Clem cuadró los hombros. Empezaba a sentirse atacada.
—No. Me llevó la contraria.
—Que te llevó la…
—Además de una saltadora, soy una nébula. No hay muchas personas que puedan discutir conmigo sin echarse atrás, brujos aparte. Tengo el aura de una deidad antigua. Impongo. Tengo ese efecto en la gente. Cástor discutió conmigo como si fuera lo más normal del mundo.
—¿Qué deidad?
Clem negó con la cabeza.
—De acuerdo —asintió Rhys—. No es asunto mío. Pero, aún así, tengo que preguntar. ¿Qué podría tener el príncipe de los nómadas contra ti?
La chica se encogió de hombros. Cuando eres una nébula, muchas respuestas se convierten en ese gesto. 
—Pero eso no es todo…
—Me decepcionarías terriblemente si eso fuera todo —suspiró Rhys.
—Estoy ligada a mi hermana. 
Rhys se incorporó, mirándola con súbita seriedad. En su campo laboral, trataba a diario con maldiciones. De hecho, eran con lo que más trabajaba y disfrutaba deshaciéndolas. En los tiempos que corrían no había demasiados príncipes a caballo dispuestos a despertar doncellas y uno tenía que buscarse la vida. Y si estabas maldito y tenías que buscarte la vida, entonces buscabas a Rhys.
Si había una maldición que Rhys odiase con pasión, era la que ligaba dos vidas. Nadie sabía cómo deshacerla y la bruja que la inventó se había llevado el secreto a la tumba.
—¿Por qué? —preguntó.
—No lo sé. Sé lo mal que suena, pero no lo sé. Lo descubrimos hace un par de años, cuando me tatué esto —levantó la muñeca, enseñándole la silueta de la cornamenta de un ciervo—. A ella le apareció al mismo tiempo y… bueno… Blanco y en botella.
—No puedo deshacer esa maldición.
—Lo sé, lo sé. Sólo quiero que me ayudes a saltar, para evitar a Cástor. Yo me ocupo del resto.

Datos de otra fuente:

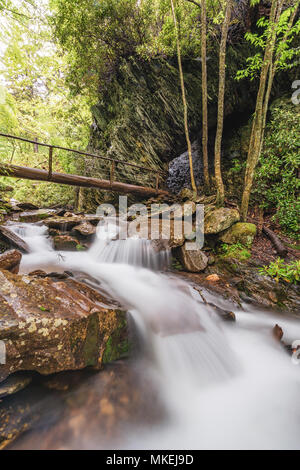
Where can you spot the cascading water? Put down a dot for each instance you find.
(224, 385)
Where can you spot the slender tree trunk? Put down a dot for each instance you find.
(185, 108)
(204, 97)
(273, 68)
(220, 119)
(257, 125)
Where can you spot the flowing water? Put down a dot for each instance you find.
(222, 385)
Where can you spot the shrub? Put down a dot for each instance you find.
(276, 182)
(281, 270)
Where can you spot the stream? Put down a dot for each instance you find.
(196, 382)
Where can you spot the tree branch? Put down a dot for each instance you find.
(195, 3)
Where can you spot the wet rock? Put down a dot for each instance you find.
(14, 384)
(226, 315)
(192, 260)
(7, 236)
(27, 206)
(187, 194)
(65, 243)
(50, 326)
(240, 232)
(86, 229)
(179, 172)
(10, 261)
(65, 224)
(245, 278)
(220, 219)
(36, 215)
(213, 278)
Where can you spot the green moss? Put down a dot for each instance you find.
(237, 251)
(118, 345)
(91, 346)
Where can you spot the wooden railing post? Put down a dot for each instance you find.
(157, 183)
(112, 173)
(50, 163)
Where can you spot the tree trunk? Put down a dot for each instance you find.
(220, 118)
(257, 126)
(274, 68)
(204, 97)
(185, 108)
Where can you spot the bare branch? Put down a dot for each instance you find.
(194, 2)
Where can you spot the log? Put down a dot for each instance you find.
(12, 239)
(278, 245)
(35, 174)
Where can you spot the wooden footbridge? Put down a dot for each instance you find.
(114, 184)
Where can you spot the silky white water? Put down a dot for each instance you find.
(226, 386)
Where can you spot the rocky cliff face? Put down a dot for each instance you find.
(139, 118)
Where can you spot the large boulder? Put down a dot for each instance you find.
(192, 260)
(50, 326)
(70, 221)
(10, 261)
(220, 219)
(65, 243)
(32, 216)
(240, 232)
(85, 229)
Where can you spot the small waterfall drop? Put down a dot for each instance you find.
(226, 386)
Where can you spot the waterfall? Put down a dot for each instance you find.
(225, 386)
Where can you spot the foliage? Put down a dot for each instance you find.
(286, 50)
(35, 103)
(236, 250)
(276, 182)
(288, 272)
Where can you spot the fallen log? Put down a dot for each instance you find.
(35, 174)
(278, 245)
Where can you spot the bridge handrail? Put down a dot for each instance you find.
(82, 153)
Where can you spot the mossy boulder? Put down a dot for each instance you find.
(240, 232)
(35, 215)
(50, 326)
(193, 261)
(218, 220)
(10, 261)
(65, 243)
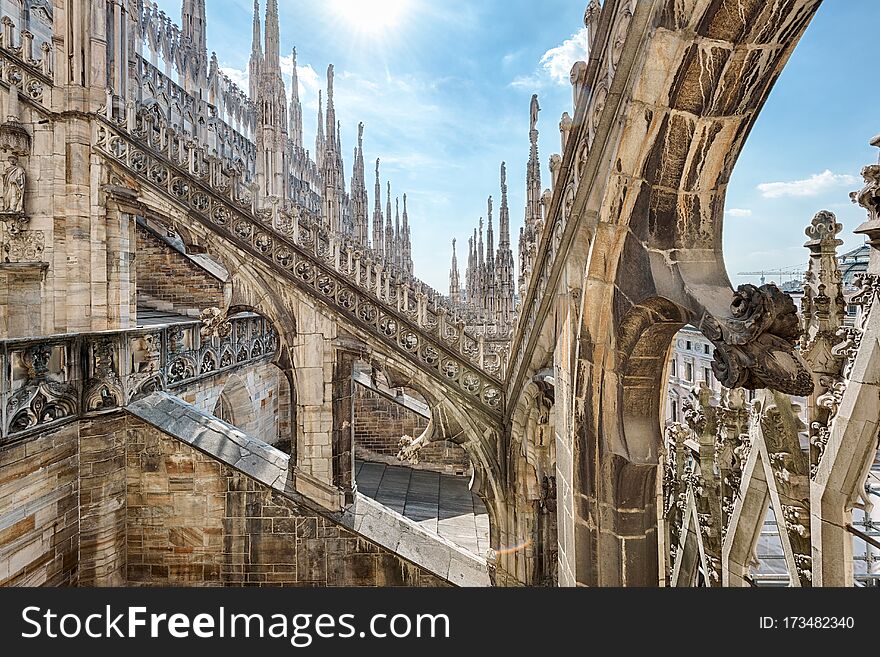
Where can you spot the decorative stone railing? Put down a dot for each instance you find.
(194, 116)
(591, 83)
(341, 275)
(48, 381)
(19, 66)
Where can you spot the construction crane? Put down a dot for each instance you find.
(791, 272)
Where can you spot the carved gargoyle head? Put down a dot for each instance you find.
(755, 344)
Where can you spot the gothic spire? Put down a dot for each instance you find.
(319, 136)
(398, 251)
(256, 61)
(359, 192)
(272, 60)
(454, 282)
(331, 108)
(504, 218)
(193, 24)
(295, 107)
(378, 220)
(490, 240)
(406, 254)
(481, 261)
(389, 229)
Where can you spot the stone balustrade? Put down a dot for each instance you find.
(591, 83)
(48, 381)
(401, 311)
(22, 67)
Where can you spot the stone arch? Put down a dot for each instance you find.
(646, 225)
(478, 436)
(236, 403)
(531, 488)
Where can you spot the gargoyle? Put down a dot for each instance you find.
(410, 447)
(755, 345)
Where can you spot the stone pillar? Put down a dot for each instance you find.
(102, 549)
(348, 350)
(21, 286)
(121, 272)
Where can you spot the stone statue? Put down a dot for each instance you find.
(13, 186)
(535, 108)
(755, 345)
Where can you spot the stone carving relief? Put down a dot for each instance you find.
(12, 188)
(755, 344)
(104, 390)
(42, 399)
(215, 324)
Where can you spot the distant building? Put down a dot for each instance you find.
(690, 361)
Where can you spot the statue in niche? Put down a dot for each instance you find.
(13, 187)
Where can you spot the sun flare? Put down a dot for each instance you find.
(371, 16)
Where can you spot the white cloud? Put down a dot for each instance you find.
(557, 62)
(309, 81)
(812, 186)
(527, 82)
(238, 76)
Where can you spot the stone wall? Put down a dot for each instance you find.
(195, 521)
(379, 423)
(253, 396)
(102, 501)
(39, 510)
(167, 275)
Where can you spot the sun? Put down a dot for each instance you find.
(371, 16)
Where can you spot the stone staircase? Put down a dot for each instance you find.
(268, 467)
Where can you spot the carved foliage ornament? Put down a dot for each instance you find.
(755, 344)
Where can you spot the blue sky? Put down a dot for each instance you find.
(444, 87)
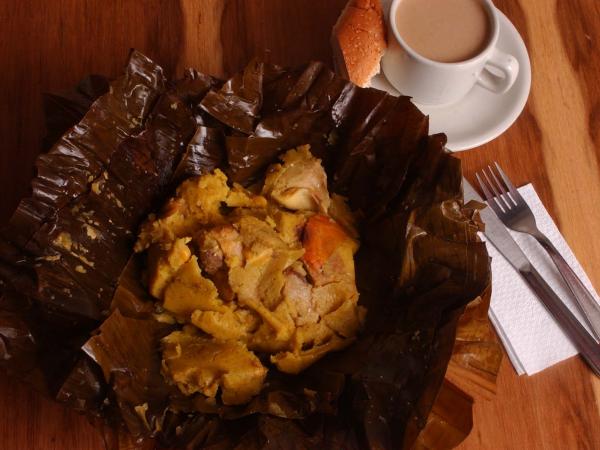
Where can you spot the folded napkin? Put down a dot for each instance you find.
(533, 340)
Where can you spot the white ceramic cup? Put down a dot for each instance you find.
(431, 82)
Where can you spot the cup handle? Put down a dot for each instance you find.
(501, 62)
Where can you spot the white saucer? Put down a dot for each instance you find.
(482, 115)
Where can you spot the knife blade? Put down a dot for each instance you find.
(498, 235)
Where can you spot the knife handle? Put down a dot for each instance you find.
(586, 302)
(581, 339)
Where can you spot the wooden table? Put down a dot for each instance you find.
(48, 45)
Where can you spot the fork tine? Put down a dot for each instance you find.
(497, 191)
(489, 196)
(513, 190)
(503, 189)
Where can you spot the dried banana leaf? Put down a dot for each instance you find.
(68, 252)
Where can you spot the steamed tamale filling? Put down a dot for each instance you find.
(256, 277)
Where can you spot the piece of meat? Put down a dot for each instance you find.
(227, 365)
(300, 183)
(298, 292)
(217, 245)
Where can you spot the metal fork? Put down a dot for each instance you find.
(512, 210)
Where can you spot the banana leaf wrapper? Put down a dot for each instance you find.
(75, 318)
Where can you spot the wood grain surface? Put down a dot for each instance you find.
(48, 45)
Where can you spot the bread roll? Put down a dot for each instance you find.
(358, 41)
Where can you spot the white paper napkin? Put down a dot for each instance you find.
(530, 335)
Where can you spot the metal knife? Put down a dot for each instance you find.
(498, 235)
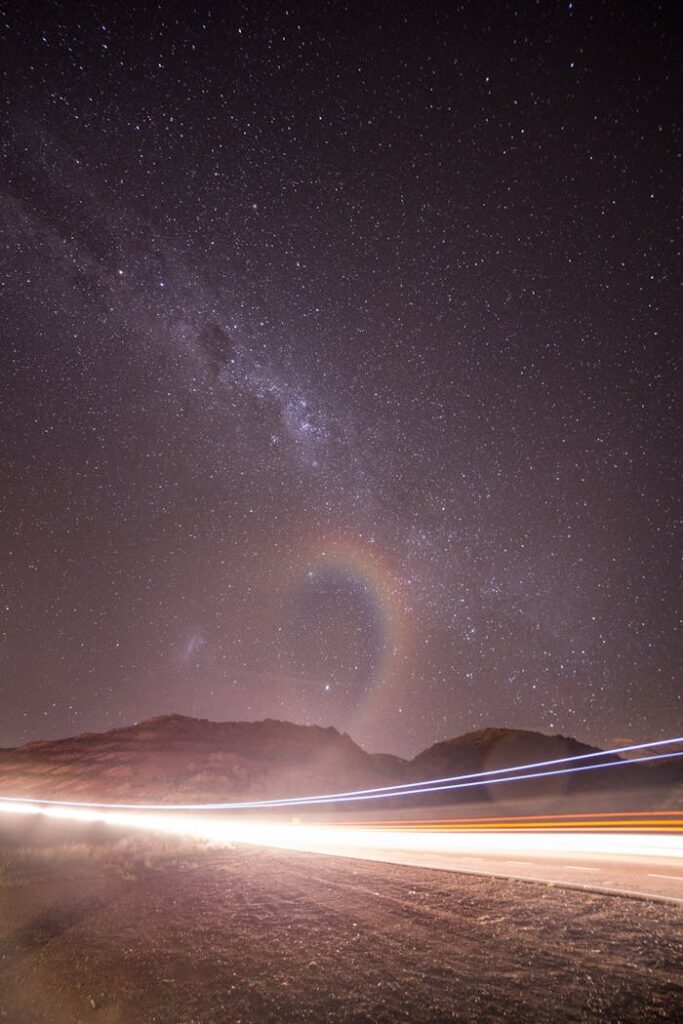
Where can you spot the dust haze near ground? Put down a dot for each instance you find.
(99, 927)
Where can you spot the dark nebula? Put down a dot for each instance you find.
(339, 368)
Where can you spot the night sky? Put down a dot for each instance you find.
(338, 369)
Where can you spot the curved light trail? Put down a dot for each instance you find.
(474, 779)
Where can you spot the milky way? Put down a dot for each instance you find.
(338, 369)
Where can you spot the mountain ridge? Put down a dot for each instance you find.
(181, 759)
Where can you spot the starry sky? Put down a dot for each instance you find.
(338, 369)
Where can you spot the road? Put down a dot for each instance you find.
(636, 854)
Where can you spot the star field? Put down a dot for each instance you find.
(339, 368)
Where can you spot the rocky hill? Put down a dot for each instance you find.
(175, 759)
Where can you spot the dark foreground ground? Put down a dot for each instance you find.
(110, 930)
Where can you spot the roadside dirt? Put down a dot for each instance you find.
(103, 929)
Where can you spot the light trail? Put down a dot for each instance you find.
(402, 790)
(358, 840)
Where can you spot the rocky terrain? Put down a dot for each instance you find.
(177, 759)
(100, 928)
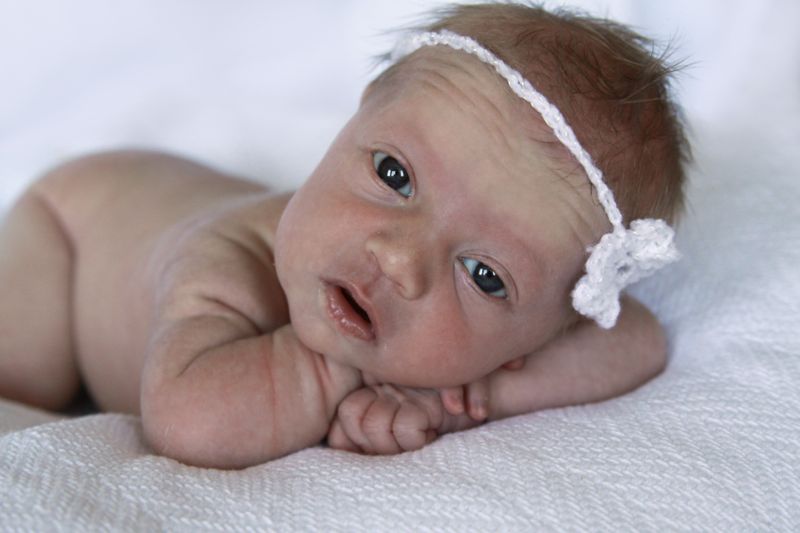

Rhys respiró hondo, asintiendo.
—De acuerdo. Pero si vamos a saltar, tendremos que llevarle con nosotros. Y posiblemente a tu hermana también.
Los ojos de Clem se abrieron, presa del pánico.
—¿Por qué?
—Porque esto no te afecta sólo a ti. Vas a cambiar tu destino, y el de tu hermana, y cabe la posibilidad también de que cambies el del príncipe nómada.
—Pero…
—Si Cástor se enamoró de ti —explicó Rhys, con la voz cargada de paciencia— entonces vas a cambiarle también a él. Si no, no pasa nada. Pero tenemos que preguntar.
—¡¿Preguntar?!
Rhys se masajeó las sienes.
—Buenos días, Cástor. Me gustas. ¿Yo te gusto? Es muy sencillo. Si dice que no, que tengas un buen día. Si es que sí, ¿te importaría mucho renunciar a nuestro amor de leyenda concebido en un festival hippie para que mi hermana y yo podamos seguir vivas? De verdad —se pellizcó el puente de la nariz, cerrando los ojos con fuerza—, qué harto estoy de las historias de amor.